Growing up in a family of classical musicians, the music of Ligeti was nearly as familiar as Beethoven, certainly as challenging. However, the experience of hearing Black Angels as an angsty 13-year-old was cathartic. It felt like this piece brought together everything that mattered to me in music; it was visceral, noisy, eerie, nostalgic, intimate, modernist, traditional, infernal and ethereal, all tightly controlled and condensed into an insane 20ish minutes.

This piece doesn't have what I considered the familiar challenges of modernist and avant-garde music such as a complex harmonic and textural language. Superficially, it seems like a set of programmatic, loosely connected miniatures, but its success lies in its internal workings and use of inter- and extra-musical references and a lot of paraphernalia. The string quartet is amplified and vastly expanded with not just one but two tam-tams, maracas, thimbles, glass rods, 20 crystal glasses, chanting of numbers in French, Japanese, German and Hungarian, whispering and shouting, tongue clicks and whistling. Even the sheer size of Crumb's iconic score (which a normal music stand cannot hold) and his expressive handwritten notation demonstrate that this is the string quartet at extremes, at its most frightening and its most vulnerable. Performances could be as theatrical as you want to make them through staging and dramatic transitions between movements which enhance the already ostentatious written-in elements, such as the ‘viol’ technique in Pavana Lachrymae and bowing of crystal glasses in God-music.

As with any great art, this piece has many layers which we discover as we go deeper. Every aspect of the piece seems exaggerated, expansive and explosive, fragile and poised, appealing directly to the listeners’ imagination, not least the title - ‘Black Angels – Thirteen Images from the Dark Land’. The 13 movement titles (the numbers 13 and 7 pervade this piece) are almost childlike in their lucidity - Sounds of Bones and Flutes literally sounds like bones and flutes, Devil-music is is full of tritones (it is ridiculously fun to perform!), Sarabanda quotes Schubert’s Death and the Maiden and Pavana parodies Dowland’s Lachrimae. Every movement is totally different, each referring to styles of music or specific pieces which themselves conjure images in the listeners' imagination - God-music is reminiscent of Messiaen’s Louange à l’Eternité de Jésus and Sounds of Bones and Flutes recalls Saint Saens’ Fossils from the Carnival of the Animals.
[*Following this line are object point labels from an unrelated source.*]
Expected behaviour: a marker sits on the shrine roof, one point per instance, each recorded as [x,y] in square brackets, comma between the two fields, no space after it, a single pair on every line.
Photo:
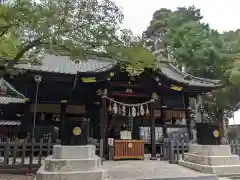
[172,72]
[63,64]
[11,95]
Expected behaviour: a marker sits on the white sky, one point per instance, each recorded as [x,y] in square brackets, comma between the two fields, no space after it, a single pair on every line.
[221,15]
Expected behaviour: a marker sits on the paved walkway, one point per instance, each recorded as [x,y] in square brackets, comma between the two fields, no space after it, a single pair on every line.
[145,170]
[148,169]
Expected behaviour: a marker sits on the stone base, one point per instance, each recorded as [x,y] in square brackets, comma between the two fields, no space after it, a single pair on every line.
[212,159]
[72,163]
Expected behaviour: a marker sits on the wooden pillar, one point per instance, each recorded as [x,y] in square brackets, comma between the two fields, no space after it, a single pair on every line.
[153,133]
[163,119]
[187,116]
[63,108]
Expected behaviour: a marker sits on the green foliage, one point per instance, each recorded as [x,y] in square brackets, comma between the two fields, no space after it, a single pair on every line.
[76,28]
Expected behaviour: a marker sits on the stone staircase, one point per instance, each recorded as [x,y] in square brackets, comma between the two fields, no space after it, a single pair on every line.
[72,163]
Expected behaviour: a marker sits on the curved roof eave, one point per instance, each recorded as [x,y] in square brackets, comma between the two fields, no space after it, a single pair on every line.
[172,72]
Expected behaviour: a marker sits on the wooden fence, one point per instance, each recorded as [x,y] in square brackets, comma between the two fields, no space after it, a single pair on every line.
[173,151]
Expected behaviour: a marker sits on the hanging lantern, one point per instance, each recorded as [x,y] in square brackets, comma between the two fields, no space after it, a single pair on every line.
[115,108]
[138,110]
[133,111]
[123,110]
[129,111]
[142,110]
[110,107]
[147,111]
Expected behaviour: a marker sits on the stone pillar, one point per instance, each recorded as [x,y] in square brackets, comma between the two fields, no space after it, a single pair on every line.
[213,159]
[71,163]
[199,114]
[153,133]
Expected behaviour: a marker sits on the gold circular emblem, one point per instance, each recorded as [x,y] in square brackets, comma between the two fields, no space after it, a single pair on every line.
[77,131]
[216,133]
[129,145]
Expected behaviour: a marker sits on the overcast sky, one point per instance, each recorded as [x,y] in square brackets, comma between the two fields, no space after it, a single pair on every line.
[223,15]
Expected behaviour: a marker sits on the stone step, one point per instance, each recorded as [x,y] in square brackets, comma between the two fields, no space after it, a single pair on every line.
[66,165]
[72,175]
[222,170]
[73,152]
[212,160]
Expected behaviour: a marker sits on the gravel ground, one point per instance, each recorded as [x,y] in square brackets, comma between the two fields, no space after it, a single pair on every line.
[15,177]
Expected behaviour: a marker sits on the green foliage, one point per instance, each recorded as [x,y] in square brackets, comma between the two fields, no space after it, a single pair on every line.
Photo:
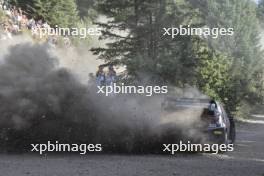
[213,74]
[57,12]
[139,44]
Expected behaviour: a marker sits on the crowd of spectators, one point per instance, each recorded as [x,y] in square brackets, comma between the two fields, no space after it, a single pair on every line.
[16,22]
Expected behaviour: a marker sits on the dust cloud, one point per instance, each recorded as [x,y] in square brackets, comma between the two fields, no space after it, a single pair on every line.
[45,95]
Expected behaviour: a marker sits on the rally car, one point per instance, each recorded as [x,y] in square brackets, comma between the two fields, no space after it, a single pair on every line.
[213,121]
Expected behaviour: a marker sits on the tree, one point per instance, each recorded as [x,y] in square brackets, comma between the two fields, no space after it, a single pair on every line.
[136,27]
[57,12]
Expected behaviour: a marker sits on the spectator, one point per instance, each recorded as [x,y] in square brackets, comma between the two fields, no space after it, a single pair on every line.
[111,76]
[100,76]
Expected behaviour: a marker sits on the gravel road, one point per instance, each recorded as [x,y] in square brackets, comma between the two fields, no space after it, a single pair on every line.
[246,160]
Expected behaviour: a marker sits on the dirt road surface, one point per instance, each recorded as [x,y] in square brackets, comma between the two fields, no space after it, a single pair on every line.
[246,160]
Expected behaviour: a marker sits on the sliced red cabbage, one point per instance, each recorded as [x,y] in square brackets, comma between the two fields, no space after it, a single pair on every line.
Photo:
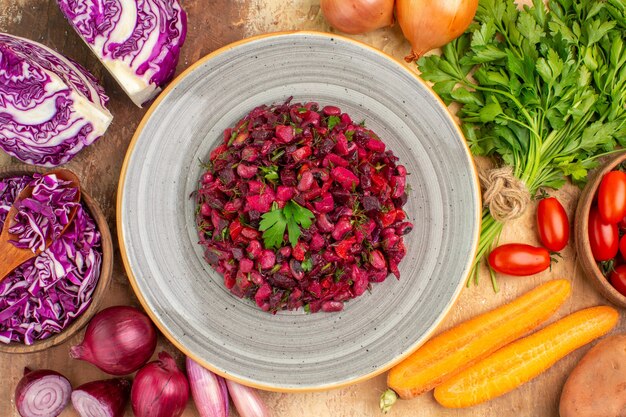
[45,214]
[47,293]
[50,106]
[138,41]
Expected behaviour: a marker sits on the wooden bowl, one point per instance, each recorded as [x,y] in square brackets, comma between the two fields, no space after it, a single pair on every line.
[581,233]
[106,270]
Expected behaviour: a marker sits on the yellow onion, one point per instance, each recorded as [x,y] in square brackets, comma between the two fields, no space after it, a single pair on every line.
[358,16]
[430,24]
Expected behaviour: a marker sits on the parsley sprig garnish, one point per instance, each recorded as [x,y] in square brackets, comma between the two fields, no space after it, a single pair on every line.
[291,217]
[542,89]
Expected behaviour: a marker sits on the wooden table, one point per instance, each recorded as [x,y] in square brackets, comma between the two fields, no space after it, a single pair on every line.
[213,24]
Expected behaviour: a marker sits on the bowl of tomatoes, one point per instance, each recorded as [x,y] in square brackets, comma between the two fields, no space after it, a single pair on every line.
[600,230]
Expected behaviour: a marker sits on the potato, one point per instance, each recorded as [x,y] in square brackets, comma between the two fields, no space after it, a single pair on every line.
[597,386]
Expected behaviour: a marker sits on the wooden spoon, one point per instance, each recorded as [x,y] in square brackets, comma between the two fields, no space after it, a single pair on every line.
[10,255]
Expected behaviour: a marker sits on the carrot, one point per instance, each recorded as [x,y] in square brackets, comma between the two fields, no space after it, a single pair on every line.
[456,349]
[526,358]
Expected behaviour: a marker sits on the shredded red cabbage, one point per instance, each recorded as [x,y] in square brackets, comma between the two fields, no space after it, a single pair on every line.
[45,214]
[47,293]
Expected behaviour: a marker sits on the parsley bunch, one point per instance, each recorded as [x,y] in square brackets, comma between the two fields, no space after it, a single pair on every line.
[541,89]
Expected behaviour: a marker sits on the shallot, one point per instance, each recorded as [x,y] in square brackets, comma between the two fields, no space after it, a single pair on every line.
[246,400]
[106,398]
[429,24]
[208,390]
[358,16]
[160,389]
[119,340]
[42,393]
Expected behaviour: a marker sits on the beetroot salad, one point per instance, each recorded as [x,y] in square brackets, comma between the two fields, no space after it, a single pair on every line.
[302,207]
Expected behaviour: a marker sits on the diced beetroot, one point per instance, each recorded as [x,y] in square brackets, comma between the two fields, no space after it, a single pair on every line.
[246,265]
[215,153]
[256,277]
[247,171]
[332,160]
[317,243]
[341,147]
[300,251]
[348,180]
[235,229]
[326,204]
[377,260]
[306,181]
[284,133]
[345,177]
[254,249]
[343,248]
[342,227]
[250,233]
[255,187]
[267,259]
[285,193]
[301,153]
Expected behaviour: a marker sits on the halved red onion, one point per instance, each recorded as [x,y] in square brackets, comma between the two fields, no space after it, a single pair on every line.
[247,400]
[107,398]
[208,390]
[42,393]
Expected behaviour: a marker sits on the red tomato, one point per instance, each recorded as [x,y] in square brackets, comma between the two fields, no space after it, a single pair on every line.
[618,279]
[552,224]
[612,197]
[622,246]
[519,259]
[603,237]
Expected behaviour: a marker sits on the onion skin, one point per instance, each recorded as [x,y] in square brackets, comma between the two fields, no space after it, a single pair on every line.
[246,400]
[208,390]
[118,340]
[430,24]
[108,397]
[358,16]
[32,384]
[160,389]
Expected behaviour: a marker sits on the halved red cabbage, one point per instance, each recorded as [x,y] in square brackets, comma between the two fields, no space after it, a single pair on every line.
[138,41]
[43,215]
[47,293]
[50,106]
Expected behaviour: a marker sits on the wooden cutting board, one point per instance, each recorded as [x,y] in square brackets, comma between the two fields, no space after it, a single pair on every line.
[213,24]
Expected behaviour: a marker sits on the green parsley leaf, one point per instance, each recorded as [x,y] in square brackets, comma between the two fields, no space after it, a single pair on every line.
[333,121]
[291,217]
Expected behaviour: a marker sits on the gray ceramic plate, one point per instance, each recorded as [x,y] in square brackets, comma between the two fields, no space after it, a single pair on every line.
[292,350]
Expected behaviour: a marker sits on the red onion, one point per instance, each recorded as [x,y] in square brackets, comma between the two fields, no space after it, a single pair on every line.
[42,393]
[106,398]
[119,340]
[160,389]
[208,390]
[246,400]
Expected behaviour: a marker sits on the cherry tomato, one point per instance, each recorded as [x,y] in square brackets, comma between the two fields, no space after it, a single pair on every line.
[519,259]
[618,279]
[622,246]
[552,224]
[603,237]
[612,197]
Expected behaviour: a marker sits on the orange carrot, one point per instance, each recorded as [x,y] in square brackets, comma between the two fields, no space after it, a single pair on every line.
[456,349]
[526,358]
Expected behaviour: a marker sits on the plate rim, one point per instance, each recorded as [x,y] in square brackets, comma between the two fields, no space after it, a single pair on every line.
[171,338]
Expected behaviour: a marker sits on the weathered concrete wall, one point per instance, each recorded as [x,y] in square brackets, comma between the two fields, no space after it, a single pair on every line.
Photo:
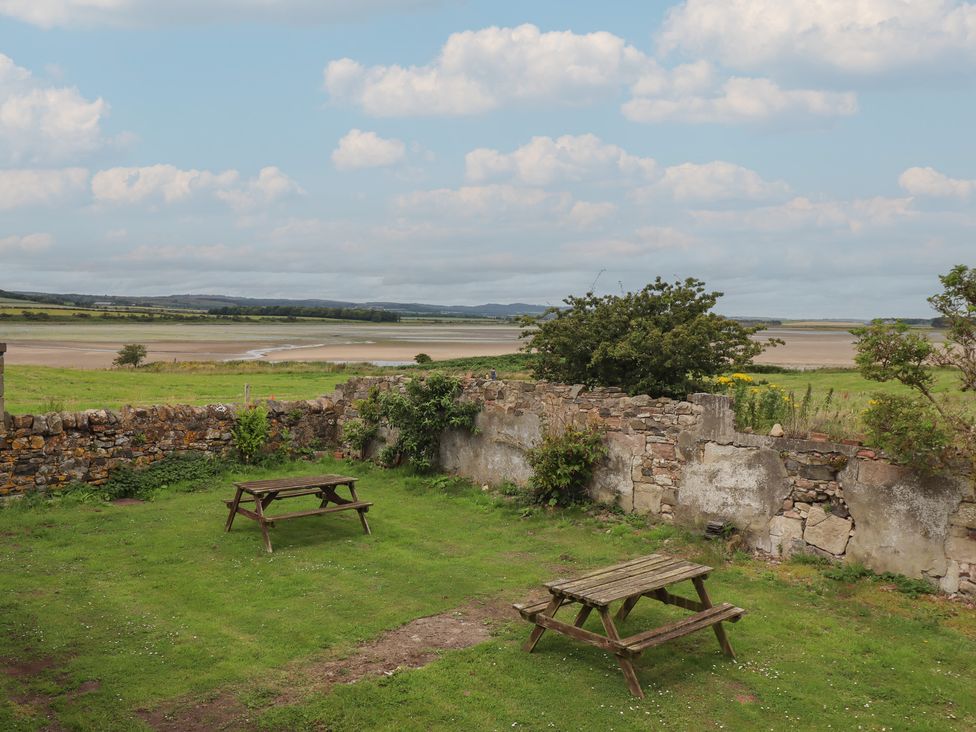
[685,462]
[48,451]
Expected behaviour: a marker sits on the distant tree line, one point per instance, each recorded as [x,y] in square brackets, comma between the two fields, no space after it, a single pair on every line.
[290,311]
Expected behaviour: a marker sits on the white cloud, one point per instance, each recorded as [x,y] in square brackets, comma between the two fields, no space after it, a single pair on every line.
[930,182]
[737,99]
[481,200]
[802,213]
[588,213]
[358,149]
[39,187]
[169,184]
[718,180]
[851,36]
[29,244]
[51,13]
[481,70]
[42,123]
[545,160]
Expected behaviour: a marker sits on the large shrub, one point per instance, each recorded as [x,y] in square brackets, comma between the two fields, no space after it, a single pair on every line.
[563,463]
[416,418]
[663,340]
[926,431]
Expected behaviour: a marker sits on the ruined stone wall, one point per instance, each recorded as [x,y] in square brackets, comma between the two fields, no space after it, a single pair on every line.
[3,349]
[684,461]
[48,451]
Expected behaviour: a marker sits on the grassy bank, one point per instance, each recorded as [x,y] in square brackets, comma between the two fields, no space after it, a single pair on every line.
[108,610]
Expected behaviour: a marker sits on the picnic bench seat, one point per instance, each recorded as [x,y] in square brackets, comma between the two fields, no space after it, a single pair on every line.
[261,493]
[629,581]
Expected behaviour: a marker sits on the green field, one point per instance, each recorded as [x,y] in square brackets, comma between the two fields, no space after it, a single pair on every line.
[109,609]
[31,389]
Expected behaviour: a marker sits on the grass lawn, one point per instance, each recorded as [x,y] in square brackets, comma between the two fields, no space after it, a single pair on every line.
[31,389]
[110,609]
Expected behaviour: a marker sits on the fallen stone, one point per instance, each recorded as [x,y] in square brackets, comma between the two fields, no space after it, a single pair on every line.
[827,532]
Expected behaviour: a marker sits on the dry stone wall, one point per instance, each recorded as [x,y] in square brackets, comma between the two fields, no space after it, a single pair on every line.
[680,461]
[684,461]
[48,451]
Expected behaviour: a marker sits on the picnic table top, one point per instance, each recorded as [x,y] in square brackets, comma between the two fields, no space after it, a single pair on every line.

Numerology is used on a motivic and structural level as well as very literally.

Though written over 50 years ago, in my opinion, its power remains unrivalled.

- Mandhira de Saram

Black Angels (1970) for electric string quartet by George Crumb

Mandhira de Saram Bio

Mandhira is happiest bringing her playful energy and creativity to a breadth of projects across the less trodden paths of contemporary music, working with the likes of Anna Meredith, Laura Jurd and Shabaka Hutchings, and now increasingly as a solo artist.

Having left the Ligeti Quartet (Songbooks Vol. 1, 2021 and Nuc, 2023) - the plucky band of musical buccaneers she founded to explore the outer reaches of chamber repertoire - Mandhira’s recent creative ventures include a commission by the Ligeti Quartet, a collaboration with the cross-cultural Australian Art Orchestra (debuting in Melbourne and HCMF) and working with Jasmin Kent Rodgman on the soundtrack to the feature film ‘Bawa’s Garden’. 2019 saw her commissioned to write a site-specific piece for the Barbican’s Sound Unbound.

Equally at home leading orchestras in the world’s most prestigious concert venues, recording film soundtracks at Abbey Road and improvising at Cafe Oto, her other projects include improvising duos with Steve Beresford and Benoit Delbecq (Spinneret, 2019) and regular appearances with Riot Ensemble and London Contemporary Orchestra.

She currently plays a 1735 Sanctus Seraphin violin kindly loaned to her by Derek Clements-Croome.